AgentSkillsCN

OCR Text Extraction

利用 Windows 本机 OCR 功能从图像中提取文本。

SKILL.md
--- frontmatter
name: OCR Text Extraction
description: Extract text from images using native Windows OCR capabilities.

OCR Text Extraction Skill

This skill allows the agent to extract text from images (PNG, JPG, BMP, etc.) using the native Windows OCR engine. It is highly reliable on Windows systems and requires .NET 8.

Capabilities

  • Extract plain text from images.
  • Support for multiple languages (based on Windows user profile).
  • High performance using native system APIs.

Requirements

  • .NET 8 SDK: Must be installed on the system.
  • Windows 10/11: Uses the Windows.Media.Ocr API.

Usage

1. Identify the Image

Locate the absolute path to the image you want to process.

2. Run the OCR Tool

The skill includes a pre-configured C# tool.
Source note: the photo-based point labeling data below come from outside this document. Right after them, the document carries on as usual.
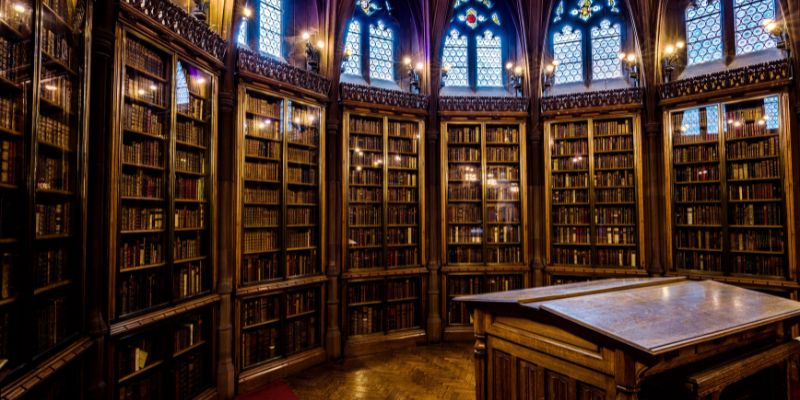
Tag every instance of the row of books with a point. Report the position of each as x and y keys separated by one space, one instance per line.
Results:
x=189 y=280
x=509 y=135
x=52 y=173
x=137 y=218
x=190 y=217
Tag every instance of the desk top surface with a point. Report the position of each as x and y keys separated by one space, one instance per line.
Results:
x=653 y=315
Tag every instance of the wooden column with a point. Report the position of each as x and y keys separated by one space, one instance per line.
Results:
x=100 y=123
x=227 y=184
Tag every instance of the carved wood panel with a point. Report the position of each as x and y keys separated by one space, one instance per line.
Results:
x=588 y=392
x=502 y=375
x=559 y=387
x=530 y=382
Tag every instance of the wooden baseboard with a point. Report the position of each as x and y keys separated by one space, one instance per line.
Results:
x=458 y=334
x=255 y=378
x=370 y=344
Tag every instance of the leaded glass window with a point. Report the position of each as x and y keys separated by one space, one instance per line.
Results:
x=455 y=55
x=606 y=43
x=568 y=51
x=381 y=52
x=704 y=31
x=270 y=32
x=241 y=37
x=353 y=42
x=750 y=33
x=490 y=60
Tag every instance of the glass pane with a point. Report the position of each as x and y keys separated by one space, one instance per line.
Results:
x=353 y=42
x=490 y=60
x=270 y=27
x=381 y=52
x=567 y=50
x=750 y=34
x=704 y=31
x=606 y=41
x=455 y=55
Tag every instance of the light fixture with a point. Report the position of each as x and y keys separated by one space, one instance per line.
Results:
x=514 y=78
x=413 y=75
x=549 y=75
x=778 y=33
x=313 y=50
x=669 y=61
x=631 y=62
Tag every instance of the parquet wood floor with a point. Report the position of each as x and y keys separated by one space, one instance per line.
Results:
x=443 y=371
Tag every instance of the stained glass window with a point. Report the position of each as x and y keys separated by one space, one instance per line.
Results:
x=241 y=37
x=606 y=43
x=353 y=42
x=567 y=49
x=704 y=31
x=381 y=52
x=748 y=16
x=771 y=112
x=490 y=60
x=270 y=32
x=455 y=55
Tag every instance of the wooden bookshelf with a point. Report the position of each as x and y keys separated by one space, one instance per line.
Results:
x=484 y=217
x=42 y=183
x=176 y=353
x=384 y=230
x=279 y=296
x=594 y=197
x=163 y=223
x=731 y=210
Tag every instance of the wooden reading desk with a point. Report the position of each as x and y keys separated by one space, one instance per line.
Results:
x=650 y=338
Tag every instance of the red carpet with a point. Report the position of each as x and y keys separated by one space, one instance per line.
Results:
x=277 y=390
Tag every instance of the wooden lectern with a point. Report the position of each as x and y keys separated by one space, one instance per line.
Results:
x=653 y=338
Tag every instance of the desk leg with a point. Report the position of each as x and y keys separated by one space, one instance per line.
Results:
x=625 y=377
x=481 y=371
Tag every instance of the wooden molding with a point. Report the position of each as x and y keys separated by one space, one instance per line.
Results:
x=746 y=79
x=361 y=96
x=469 y=105
x=185 y=28
x=160 y=315
x=286 y=76
x=45 y=370
x=607 y=100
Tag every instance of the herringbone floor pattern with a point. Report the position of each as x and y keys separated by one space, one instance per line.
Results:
x=443 y=371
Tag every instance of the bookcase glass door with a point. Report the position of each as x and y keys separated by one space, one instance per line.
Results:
x=365 y=211
x=262 y=189
x=729 y=189
x=42 y=136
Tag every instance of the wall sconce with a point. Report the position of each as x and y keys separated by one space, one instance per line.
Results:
x=514 y=78
x=348 y=52
x=778 y=33
x=633 y=67
x=313 y=52
x=549 y=75
x=413 y=75
x=670 y=60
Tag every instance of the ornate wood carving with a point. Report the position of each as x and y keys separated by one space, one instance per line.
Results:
x=483 y=104
x=182 y=24
x=385 y=97
x=770 y=73
x=619 y=98
x=252 y=62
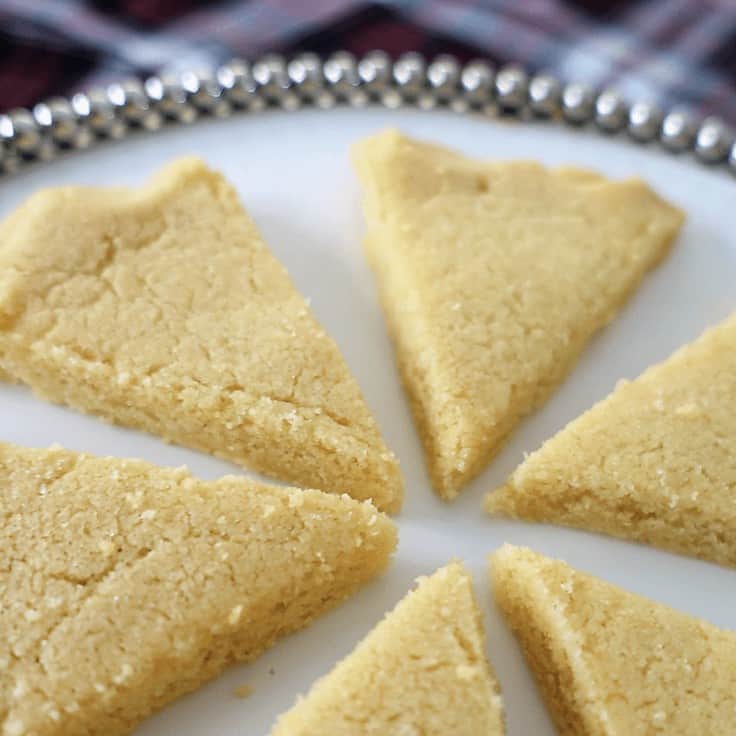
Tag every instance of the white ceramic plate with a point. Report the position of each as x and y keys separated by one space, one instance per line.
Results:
x=294 y=175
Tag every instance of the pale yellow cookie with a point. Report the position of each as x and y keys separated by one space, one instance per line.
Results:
x=493 y=277
x=422 y=670
x=124 y=585
x=611 y=663
x=654 y=462
x=162 y=308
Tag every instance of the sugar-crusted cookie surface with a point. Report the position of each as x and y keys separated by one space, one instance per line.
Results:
x=492 y=278
x=162 y=308
x=653 y=462
x=124 y=585
x=422 y=670
x=611 y=663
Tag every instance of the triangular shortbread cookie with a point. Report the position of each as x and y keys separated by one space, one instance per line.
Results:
x=422 y=670
x=493 y=277
x=611 y=663
x=124 y=585
x=653 y=462
x=162 y=308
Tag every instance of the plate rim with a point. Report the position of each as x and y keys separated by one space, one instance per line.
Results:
x=61 y=125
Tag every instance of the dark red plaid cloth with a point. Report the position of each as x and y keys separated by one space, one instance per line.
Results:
x=668 y=51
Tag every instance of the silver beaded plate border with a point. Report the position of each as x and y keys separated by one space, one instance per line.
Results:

You can run it using:

powershell
dotnet run --project .agent/skills/ocr/scripts/OCREngine/OCREngine.csproj -- "C:\path\to\image.png" "C:\path\to\output.md"

Implementation Details

The tool targets net8.0-windows10.0.19041.0 to access the Windows.Media.Ocr namespace without needing external heavy dependencies like Tesseract or OpenCV.